President Edgar Lungu has warned refugees to be law abiding and not bring lawlessness in the country or they risk being jailed.
And President Lungu has appealed for support from the international community in handling the crisis.
Speaking when he checked on the refugee crisis at Kenani Refugee Transit Center in Nchelenge district of Luapula Province today, President Lungu welcomed the refugees but warned them to be law abiding.
“To the refugees, I urge you to feel at home. We will do everything possible to make your stay as comfortable as possible and assist you to become productive and self reliant. You must be peace loving people. That is why you ran away from lawlessness in Congo DR. I expect you to be law abiding in Zambia. Don’t bring the lawlessness from Congo which you have run away from, here. You have run away from lawlessness, so don’t bring lawlessness here. We have laws which should be followed by all of us here. This is what humanity expects you to reciprocate to the love that Zambians have bestowed upon you by hosting you. When you break the law, we will not send you back to Congo, we will send you to jail. And when you finish serving jail that is when you will go back Congo,” President Lungu said.

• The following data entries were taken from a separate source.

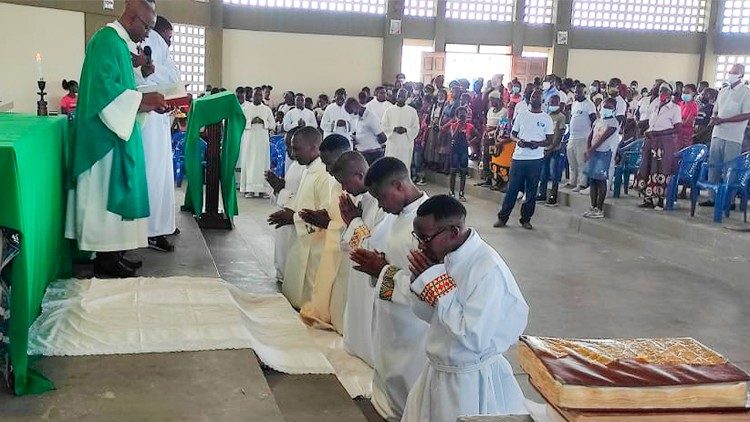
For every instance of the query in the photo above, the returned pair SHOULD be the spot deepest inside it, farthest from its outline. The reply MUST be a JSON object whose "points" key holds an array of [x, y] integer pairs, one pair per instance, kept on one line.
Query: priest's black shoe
{"points": [[160, 243]]}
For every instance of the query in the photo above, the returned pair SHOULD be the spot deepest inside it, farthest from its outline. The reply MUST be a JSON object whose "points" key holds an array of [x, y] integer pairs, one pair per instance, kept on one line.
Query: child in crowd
{"points": [[461, 133], [69, 101], [602, 141]]}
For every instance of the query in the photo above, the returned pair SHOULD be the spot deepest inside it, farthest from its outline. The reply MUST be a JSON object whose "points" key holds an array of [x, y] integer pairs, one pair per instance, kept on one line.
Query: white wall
{"points": [[57, 34], [312, 64], [644, 67]]}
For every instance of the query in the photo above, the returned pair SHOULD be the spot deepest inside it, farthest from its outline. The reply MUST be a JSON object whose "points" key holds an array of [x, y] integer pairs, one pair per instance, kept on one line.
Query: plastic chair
{"points": [[690, 161], [631, 155], [278, 154], [738, 183], [733, 174]]}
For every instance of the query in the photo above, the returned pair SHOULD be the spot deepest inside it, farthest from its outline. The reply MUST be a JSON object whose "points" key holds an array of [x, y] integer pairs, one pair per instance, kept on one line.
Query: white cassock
{"points": [[87, 219], [292, 117], [283, 236], [157, 142], [378, 108], [258, 152], [398, 334], [400, 146], [308, 241], [328, 297], [362, 233], [476, 312], [331, 116]]}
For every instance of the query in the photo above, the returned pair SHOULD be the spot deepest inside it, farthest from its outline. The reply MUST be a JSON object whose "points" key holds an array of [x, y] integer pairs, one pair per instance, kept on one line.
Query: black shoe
{"points": [[160, 243], [108, 267]]}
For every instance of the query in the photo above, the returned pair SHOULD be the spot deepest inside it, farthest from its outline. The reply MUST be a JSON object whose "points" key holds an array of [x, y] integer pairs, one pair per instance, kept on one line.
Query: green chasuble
{"points": [[203, 112], [107, 73]]}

And President Lungu appealed for support from the international community.
“Kenani is not a permanent place of settlement, government has secured land where you will be settled to restart your lives. As we prepare to relocate the new refugees from Kenani to a new permanent site, there is need for the international community to move to greater action to sustain the efforts that my government with the support of its partners has made so far to stabilize this action. The needs of the refugees and their host communities are many. The United Nations High Commissioner for Refugees and other partners can only continue to provide assistance with the support of the international community. I am therefore asking for the international community to help the UNHCR and UN and the Zambian government to handle this situation. I know that some people will be saying that 6,000 and 10,000 is a small number compared to humanitarian crisis elsewhere where there are large numbers of refugees but look at the people of Luapula, look at the people of Zambia, you will appreciate that this is a big challenge,” he said.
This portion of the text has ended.